Choosing sex positions that allow for lengthy intimate sessions, such as the spoon or leveling intercourse technique, can also be seen as quality time with your partner between sheets. “You might also want to try edging to give them pleasure and let their arousal build,” Uren says.

Staying present with your partner after intercourse is equally important for those who prefer to spend time productively, so try not to fall asleep, take your time, or be distracted by your phone. Instead, take the time to chat and cuddle.

Words of Confirmation

“A partner whose primary love language is words of approval will receive a lot of positive feedback about themselves, their skills as a lover and partner, and the relationship in general,” Uren says.

To set the mood, you can send a sexy message to your partner earlier in the day letting them know that they are on your mind. Compliment them or tell them what you like about your sex life and how much you love it when they turn you on.

Talking during sex is something you would like to do for those who love words of affirmation. Ursen offers face-to-face poses that allow you to whisper into your partner’s ear. “But no matter what position you’re in, be sure to let your partner know when they’re doing something you enjoy.” Remember: keep it positive and affirmative.

After sex, take the time to compliment your partner’s abilities between the sheets, or just tell him that you love him.

Receiving gifts

If your partner is someone whose love language is receiving gifts, then surprising them with new lingerie, a new sex toy, or some sexy bedroom accessories like massage oil or any BDSM gear is a great idea, suggests Ursen.

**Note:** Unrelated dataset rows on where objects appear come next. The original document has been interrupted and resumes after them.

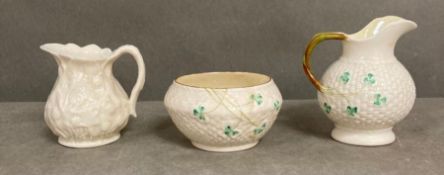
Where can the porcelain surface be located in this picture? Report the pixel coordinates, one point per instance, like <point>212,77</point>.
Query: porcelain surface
<point>367,91</point>
<point>87,106</point>
<point>224,119</point>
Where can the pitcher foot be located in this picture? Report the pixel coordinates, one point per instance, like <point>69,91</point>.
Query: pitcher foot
<point>363,137</point>
<point>88,143</point>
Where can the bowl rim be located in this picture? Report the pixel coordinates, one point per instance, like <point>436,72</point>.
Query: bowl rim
<point>268,79</point>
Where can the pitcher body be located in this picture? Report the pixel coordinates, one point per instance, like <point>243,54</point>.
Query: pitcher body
<point>87,106</point>
<point>367,90</point>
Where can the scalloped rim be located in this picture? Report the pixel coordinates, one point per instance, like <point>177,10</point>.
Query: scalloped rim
<point>89,52</point>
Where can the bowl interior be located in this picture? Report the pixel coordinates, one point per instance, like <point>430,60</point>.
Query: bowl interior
<point>223,80</point>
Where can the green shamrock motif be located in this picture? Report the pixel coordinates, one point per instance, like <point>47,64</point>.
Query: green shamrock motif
<point>352,110</point>
<point>345,77</point>
<point>370,79</point>
<point>327,108</point>
<point>230,132</point>
<point>380,100</point>
<point>277,105</point>
<point>260,129</point>
<point>257,98</point>
<point>199,113</point>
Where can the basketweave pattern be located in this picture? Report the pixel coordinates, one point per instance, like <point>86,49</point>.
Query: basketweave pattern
<point>235,108</point>
<point>383,94</point>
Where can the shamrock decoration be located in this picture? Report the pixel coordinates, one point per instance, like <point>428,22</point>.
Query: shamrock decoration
<point>327,108</point>
<point>199,112</point>
<point>352,110</point>
<point>260,129</point>
<point>230,132</point>
<point>380,100</point>
<point>345,77</point>
<point>257,98</point>
<point>277,105</point>
<point>369,79</point>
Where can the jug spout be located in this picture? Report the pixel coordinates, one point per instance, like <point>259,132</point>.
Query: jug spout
<point>385,29</point>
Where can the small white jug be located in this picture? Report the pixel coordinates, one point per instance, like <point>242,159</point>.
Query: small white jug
<point>87,106</point>
<point>367,91</point>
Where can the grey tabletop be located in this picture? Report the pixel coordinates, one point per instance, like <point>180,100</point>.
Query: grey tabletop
<point>298,143</point>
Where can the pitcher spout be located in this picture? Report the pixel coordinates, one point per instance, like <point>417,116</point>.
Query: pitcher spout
<point>388,28</point>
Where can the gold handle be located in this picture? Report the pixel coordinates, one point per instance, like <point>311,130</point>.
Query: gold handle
<point>318,38</point>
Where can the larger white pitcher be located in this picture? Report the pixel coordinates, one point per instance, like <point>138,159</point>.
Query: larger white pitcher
<point>87,106</point>
<point>367,90</point>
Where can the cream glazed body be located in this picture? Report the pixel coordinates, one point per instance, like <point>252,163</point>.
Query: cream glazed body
<point>223,119</point>
<point>87,106</point>
<point>367,91</point>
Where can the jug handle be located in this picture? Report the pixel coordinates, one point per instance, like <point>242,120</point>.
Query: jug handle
<point>133,51</point>
<point>318,38</point>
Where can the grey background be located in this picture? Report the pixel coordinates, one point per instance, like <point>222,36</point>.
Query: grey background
<point>178,37</point>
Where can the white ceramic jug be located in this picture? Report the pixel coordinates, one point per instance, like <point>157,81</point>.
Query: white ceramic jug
<point>367,90</point>
<point>87,106</point>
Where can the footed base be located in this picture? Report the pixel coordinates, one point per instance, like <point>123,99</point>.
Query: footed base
<point>363,137</point>
<point>89,143</point>
<point>225,149</point>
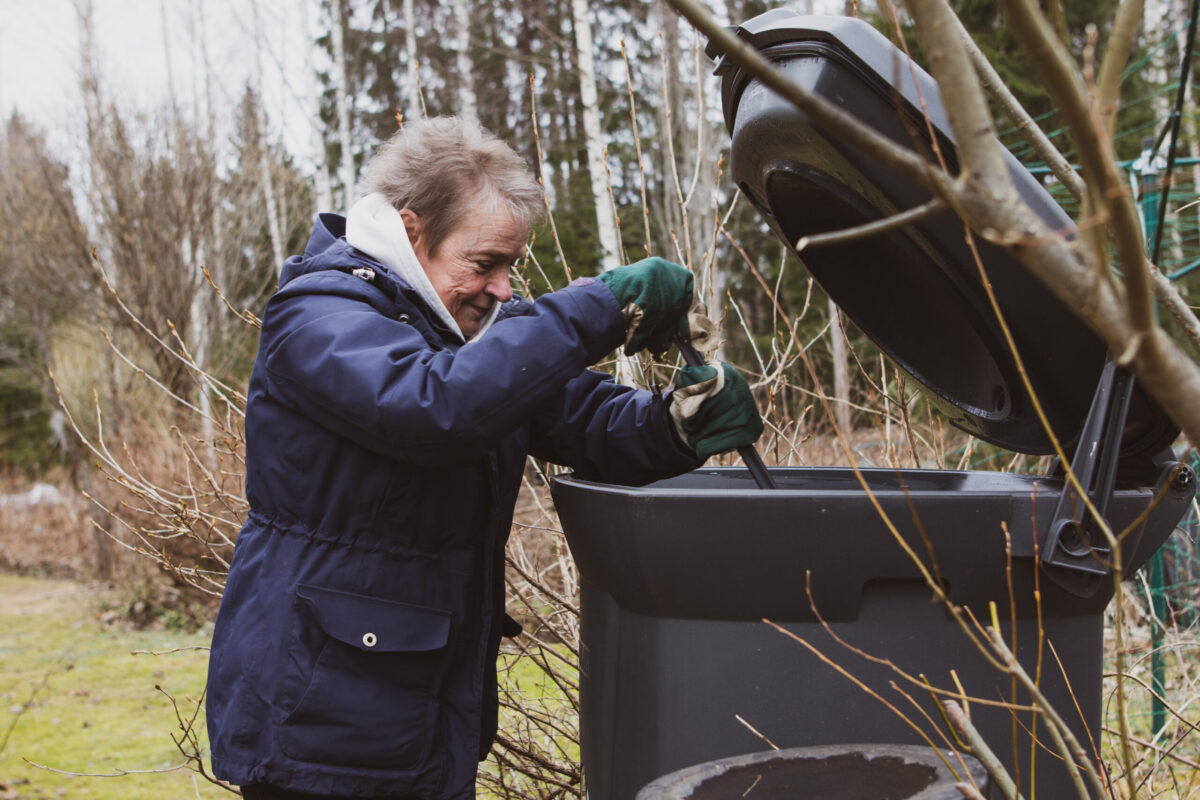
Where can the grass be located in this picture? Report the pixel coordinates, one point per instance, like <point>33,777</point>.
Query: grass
<point>75,698</point>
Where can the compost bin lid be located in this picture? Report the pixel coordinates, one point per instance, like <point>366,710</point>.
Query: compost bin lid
<point>916,290</point>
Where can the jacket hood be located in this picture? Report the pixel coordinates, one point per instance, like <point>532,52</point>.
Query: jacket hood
<point>327,230</point>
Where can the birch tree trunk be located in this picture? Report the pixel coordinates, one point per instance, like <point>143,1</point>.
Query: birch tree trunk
<point>840,370</point>
<point>264,161</point>
<point>413,109</point>
<point>606,226</point>
<point>468,106</point>
<point>346,170</point>
<point>312,100</point>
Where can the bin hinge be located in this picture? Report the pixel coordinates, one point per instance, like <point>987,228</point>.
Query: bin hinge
<point>1074,553</point>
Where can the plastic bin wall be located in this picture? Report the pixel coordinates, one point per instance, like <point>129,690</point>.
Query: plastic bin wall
<point>677,578</point>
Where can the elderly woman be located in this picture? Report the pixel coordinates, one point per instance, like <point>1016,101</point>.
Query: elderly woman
<point>397,390</point>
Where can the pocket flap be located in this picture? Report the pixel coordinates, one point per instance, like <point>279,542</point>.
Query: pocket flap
<point>376,625</point>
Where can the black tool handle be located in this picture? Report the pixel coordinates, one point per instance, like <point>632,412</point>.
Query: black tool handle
<point>749,455</point>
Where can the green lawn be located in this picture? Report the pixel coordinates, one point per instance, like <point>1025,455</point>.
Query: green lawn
<point>75,698</point>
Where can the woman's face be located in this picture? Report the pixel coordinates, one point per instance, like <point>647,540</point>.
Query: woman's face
<point>471,268</point>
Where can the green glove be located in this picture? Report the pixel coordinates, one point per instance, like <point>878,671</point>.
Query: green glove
<point>713,409</point>
<point>654,295</point>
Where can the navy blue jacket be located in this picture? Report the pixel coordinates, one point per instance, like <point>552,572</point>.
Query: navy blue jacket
<point>355,647</point>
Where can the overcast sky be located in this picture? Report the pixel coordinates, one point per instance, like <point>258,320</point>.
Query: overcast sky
<point>40,56</point>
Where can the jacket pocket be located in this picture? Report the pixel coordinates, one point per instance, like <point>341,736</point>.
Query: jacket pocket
<point>366,672</point>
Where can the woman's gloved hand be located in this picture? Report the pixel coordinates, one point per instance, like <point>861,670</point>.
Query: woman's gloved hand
<point>713,409</point>
<point>654,296</point>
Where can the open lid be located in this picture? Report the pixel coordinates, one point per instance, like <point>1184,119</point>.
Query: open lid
<point>916,290</point>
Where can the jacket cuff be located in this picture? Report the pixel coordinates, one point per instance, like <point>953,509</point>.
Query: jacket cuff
<point>603,329</point>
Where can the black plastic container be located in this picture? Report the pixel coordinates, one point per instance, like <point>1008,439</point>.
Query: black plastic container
<point>677,577</point>
<point>840,773</point>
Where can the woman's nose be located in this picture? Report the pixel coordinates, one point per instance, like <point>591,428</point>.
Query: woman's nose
<point>498,287</point>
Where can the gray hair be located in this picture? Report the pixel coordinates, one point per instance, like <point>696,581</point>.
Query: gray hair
<point>439,167</point>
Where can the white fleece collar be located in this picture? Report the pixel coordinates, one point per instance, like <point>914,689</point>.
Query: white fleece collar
<point>377,229</point>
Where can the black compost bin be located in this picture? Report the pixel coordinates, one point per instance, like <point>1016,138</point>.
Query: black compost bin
<point>840,773</point>
<point>678,576</point>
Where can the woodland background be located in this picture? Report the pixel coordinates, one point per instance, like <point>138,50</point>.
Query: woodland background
<point>141,244</point>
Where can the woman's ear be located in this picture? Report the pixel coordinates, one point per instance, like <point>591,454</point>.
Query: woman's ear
<point>412,226</point>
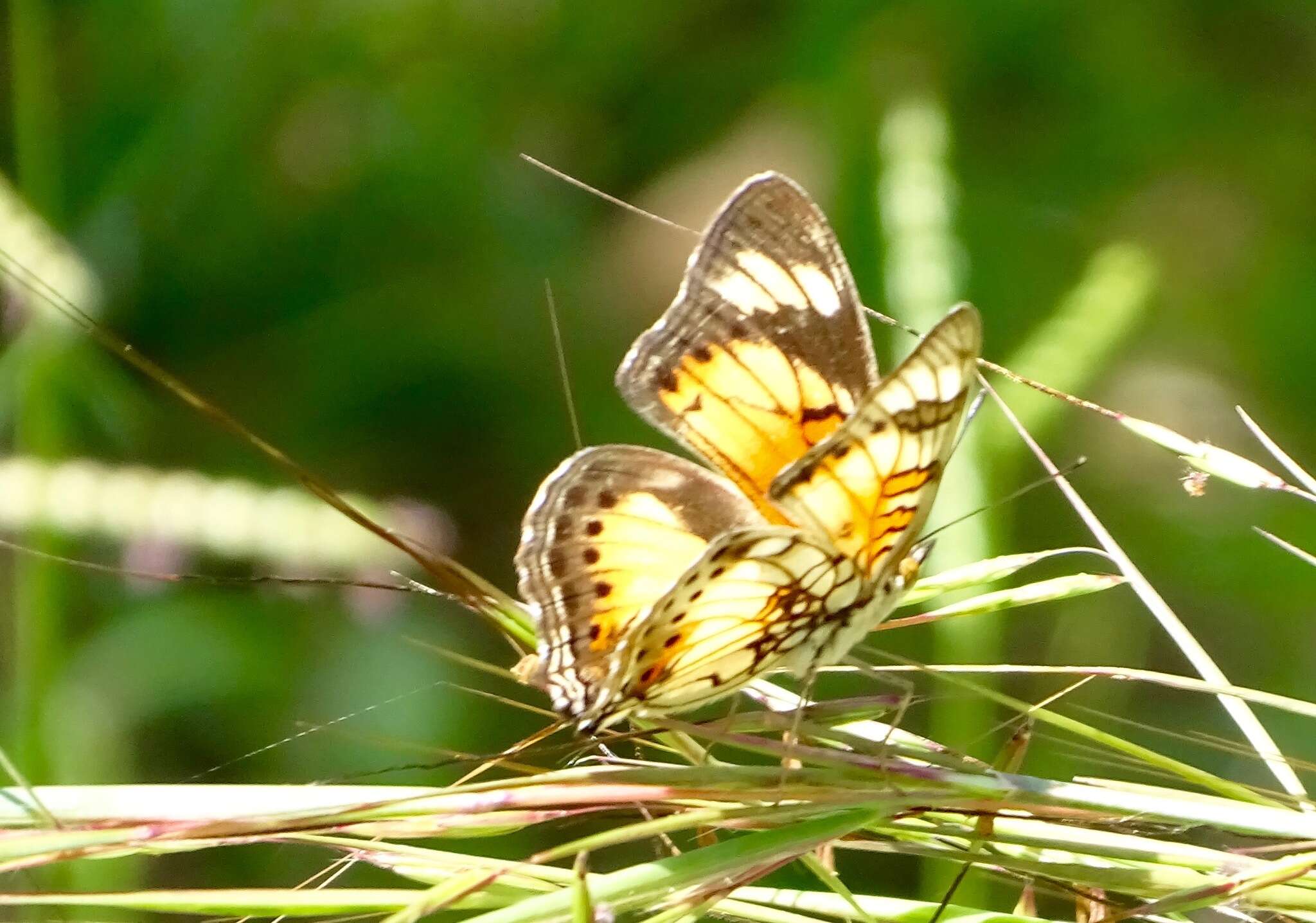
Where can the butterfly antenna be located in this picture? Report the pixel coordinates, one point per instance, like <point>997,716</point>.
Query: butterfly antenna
<point>1013,496</point>
<point>615,201</point>
<point>969,418</point>
<point>562,365</point>
<point>465,585</point>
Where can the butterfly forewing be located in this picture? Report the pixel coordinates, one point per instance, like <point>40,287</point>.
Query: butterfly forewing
<point>758,600</point>
<point>610,532</point>
<point>871,483</point>
<point>765,349</point>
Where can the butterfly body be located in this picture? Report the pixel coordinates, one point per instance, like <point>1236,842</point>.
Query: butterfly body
<point>661,585</point>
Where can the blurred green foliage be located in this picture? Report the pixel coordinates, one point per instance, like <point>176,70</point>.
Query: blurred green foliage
<point>315,213</point>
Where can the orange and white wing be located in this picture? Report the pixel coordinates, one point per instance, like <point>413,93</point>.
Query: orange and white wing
<point>758,600</point>
<point>765,350</point>
<point>609,533</point>
<point>870,485</point>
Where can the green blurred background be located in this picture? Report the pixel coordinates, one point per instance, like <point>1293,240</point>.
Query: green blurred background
<point>316,215</point>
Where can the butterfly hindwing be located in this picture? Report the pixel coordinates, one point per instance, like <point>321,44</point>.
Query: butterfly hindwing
<point>871,483</point>
<point>758,600</point>
<point>765,349</point>
<point>607,535</point>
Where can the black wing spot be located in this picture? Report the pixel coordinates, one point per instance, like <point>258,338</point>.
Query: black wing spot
<point>811,414</point>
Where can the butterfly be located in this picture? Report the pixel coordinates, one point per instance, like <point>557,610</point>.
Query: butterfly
<point>660,585</point>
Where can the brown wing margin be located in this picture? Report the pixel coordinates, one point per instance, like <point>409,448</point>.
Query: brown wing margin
<point>765,349</point>
<point>871,483</point>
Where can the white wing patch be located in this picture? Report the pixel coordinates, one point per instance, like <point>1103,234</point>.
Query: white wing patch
<point>819,287</point>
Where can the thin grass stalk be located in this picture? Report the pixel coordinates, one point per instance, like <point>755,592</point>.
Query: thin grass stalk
<point>924,276</point>
<point>1239,710</point>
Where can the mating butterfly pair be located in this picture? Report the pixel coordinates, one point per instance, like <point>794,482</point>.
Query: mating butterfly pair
<point>659,584</point>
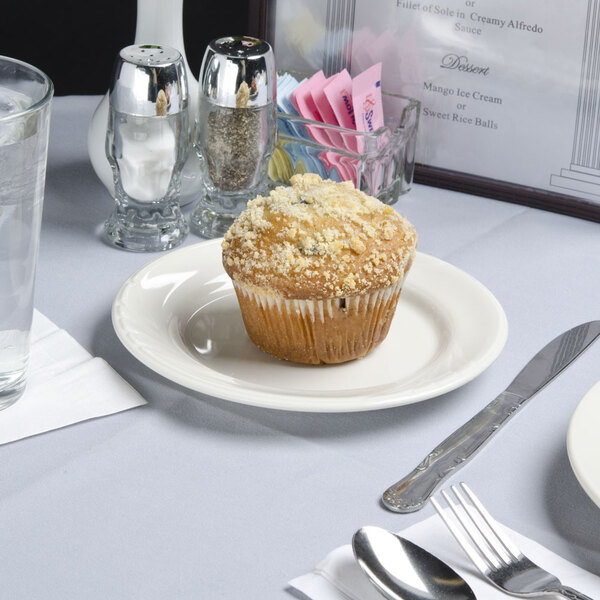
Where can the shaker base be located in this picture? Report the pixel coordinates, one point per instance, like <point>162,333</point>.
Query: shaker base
<point>150,232</point>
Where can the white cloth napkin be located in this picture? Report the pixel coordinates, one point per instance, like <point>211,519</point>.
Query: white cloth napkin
<point>65,385</point>
<point>338,577</point>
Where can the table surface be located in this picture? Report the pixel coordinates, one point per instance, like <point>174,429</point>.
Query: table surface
<point>196,497</point>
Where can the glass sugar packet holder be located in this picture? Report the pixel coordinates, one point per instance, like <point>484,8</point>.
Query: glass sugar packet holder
<point>380,163</point>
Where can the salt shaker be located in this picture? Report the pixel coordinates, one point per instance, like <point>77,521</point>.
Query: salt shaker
<point>235,129</point>
<point>147,142</point>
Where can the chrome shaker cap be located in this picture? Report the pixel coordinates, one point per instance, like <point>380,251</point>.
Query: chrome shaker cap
<point>149,80</point>
<point>238,71</point>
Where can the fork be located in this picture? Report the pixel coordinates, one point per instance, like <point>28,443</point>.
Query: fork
<point>493,552</point>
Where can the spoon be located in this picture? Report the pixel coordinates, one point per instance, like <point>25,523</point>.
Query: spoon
<point>401,570</point>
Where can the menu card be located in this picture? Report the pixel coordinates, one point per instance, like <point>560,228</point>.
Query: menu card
<point>510,90</point>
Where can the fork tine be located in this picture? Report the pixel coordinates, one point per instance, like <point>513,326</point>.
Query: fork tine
<point>485,534</point>
<point>471,527</point>
<point>460,538</point>
<point>509,545</point>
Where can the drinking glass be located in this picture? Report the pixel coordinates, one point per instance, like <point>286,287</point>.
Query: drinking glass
<point>25,99</point>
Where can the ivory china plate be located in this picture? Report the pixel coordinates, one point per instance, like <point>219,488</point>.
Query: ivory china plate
<point>583,443</point>
<point>179,316</point>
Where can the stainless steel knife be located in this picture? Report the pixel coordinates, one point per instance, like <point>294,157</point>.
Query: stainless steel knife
<point>412,492</point>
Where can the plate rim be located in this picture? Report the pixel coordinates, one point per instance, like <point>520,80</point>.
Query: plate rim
<point>574,441</point>
<point>318,404</point>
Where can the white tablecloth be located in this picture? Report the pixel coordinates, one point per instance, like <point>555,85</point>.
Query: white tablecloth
<point>195,497</point>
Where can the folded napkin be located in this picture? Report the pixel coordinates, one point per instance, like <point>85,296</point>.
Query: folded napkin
<point>65,385</point>
<point>338,577</point>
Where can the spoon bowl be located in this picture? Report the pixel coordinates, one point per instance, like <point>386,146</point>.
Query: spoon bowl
<point>401,570</point>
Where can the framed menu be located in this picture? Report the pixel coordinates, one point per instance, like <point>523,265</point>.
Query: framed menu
<point>510,90</point>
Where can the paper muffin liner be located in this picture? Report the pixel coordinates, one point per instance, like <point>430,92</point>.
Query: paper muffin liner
<point>332,330</point>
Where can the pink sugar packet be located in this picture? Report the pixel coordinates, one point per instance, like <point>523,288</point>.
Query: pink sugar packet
<point>303,98</point>
<point>307,108</point>
<point>366,99</point>
<point>338,92</point>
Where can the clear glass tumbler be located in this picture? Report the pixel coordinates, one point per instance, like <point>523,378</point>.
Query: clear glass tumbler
<point>25,99</point>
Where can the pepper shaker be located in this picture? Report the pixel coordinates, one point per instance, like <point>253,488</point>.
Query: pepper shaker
<point>147,142</point>
<point>235,129</point>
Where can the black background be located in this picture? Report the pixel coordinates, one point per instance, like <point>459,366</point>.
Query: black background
<point>75,42</point>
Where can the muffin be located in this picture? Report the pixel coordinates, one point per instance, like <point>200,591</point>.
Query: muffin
<point>318,268</point>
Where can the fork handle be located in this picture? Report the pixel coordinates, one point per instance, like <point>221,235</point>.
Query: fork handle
<point>566,592</point>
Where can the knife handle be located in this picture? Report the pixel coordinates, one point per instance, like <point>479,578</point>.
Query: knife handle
<point>410,493</point>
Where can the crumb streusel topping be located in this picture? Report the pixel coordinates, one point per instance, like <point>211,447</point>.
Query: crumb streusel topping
<point>318,239</point>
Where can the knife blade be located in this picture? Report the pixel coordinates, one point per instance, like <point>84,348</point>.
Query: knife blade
<point>412,491</point>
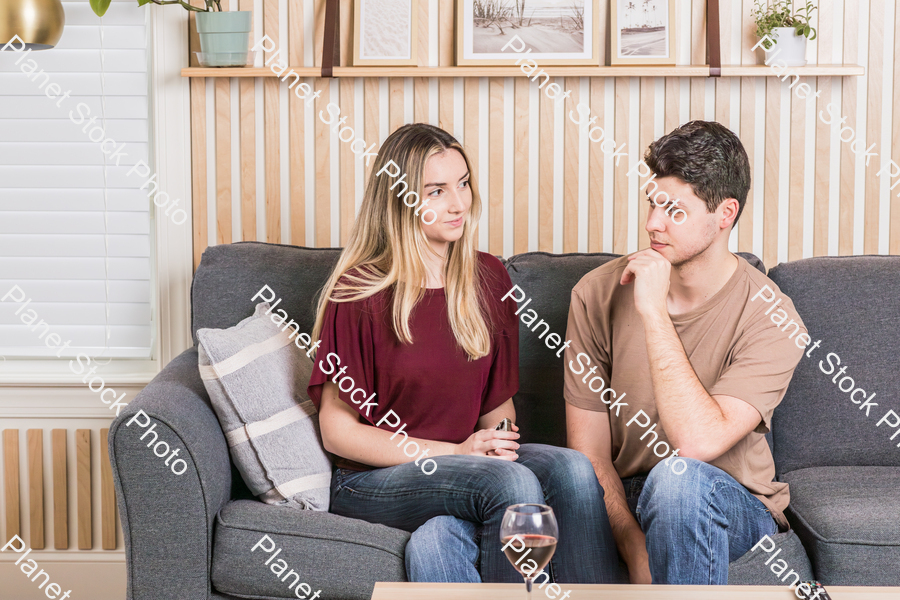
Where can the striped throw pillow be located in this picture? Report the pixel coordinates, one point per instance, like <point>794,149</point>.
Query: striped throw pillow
<point>256,378</point>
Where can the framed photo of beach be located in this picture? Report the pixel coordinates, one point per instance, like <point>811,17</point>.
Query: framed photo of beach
<point>385,32</point>
<point>549,32</point>
<point>643,32</point>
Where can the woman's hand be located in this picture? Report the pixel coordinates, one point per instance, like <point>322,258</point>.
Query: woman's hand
<point>492,443</point>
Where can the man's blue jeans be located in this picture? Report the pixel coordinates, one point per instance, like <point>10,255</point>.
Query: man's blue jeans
<point>478,490</point>
<point>695,524</point>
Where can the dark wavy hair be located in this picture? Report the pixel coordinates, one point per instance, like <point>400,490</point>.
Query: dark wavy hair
<point>709,157</point>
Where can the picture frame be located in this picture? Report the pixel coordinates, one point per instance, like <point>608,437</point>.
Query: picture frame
<point>550,32</point>
<point>385,32</point>
<point>648,29</point>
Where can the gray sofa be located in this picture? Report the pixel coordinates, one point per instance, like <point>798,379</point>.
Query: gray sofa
<point>190,536</point>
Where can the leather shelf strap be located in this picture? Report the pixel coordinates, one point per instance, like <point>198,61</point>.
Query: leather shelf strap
<point>712,38</point>
<point>331,50</point>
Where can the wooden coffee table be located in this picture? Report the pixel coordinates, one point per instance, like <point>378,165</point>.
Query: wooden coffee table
<point>509,591</point>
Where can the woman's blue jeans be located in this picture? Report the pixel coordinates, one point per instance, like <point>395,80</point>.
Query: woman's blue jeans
<point>476,491</point>
<point>695,524</point>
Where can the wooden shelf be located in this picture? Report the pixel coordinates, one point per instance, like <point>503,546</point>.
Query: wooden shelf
<point>514,71</point>
<point>807,71</point>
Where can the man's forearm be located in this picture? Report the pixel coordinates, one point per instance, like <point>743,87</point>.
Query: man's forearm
<point>686,411</point>
<point>629,538</point>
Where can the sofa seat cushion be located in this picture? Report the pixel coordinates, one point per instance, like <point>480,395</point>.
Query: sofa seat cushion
<point>342,557</point>
<point>847,519</point>
<point>751,568</point>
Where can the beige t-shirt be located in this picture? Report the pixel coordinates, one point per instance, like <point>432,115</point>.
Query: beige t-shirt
<point>734,347</point>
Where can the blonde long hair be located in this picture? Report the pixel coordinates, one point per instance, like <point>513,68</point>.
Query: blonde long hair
<point>387,246</point>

You can even get a little creative and write your own erotic story for your partner, or create your own sex vouchers for your partner to cash in on.

But gifts are not necessarily tangible items. “If your partner has hinted that he wants to try a certain position or activity in the bedroom, offer to try it out with him,” Ursen says. “Alternatively, let them choose their favorite sex position, or give them new sex accessories like a position-enhancing pillow or some restraints under the bed to help you with your game.”

Filling the fridge with their favorite snacks or drinks as a little post-sex treat is also a great way to talk to your partner in their love language. Thoughtfulness goes a long way when it comes to this love language.

Communicating what we need and understanding what our partner needs in the bedroom can sometimes be a little tricky. However, by learning love languages ​​with a partner, you have a better chance of not only getting closer, but also getting more sexual satisfaction.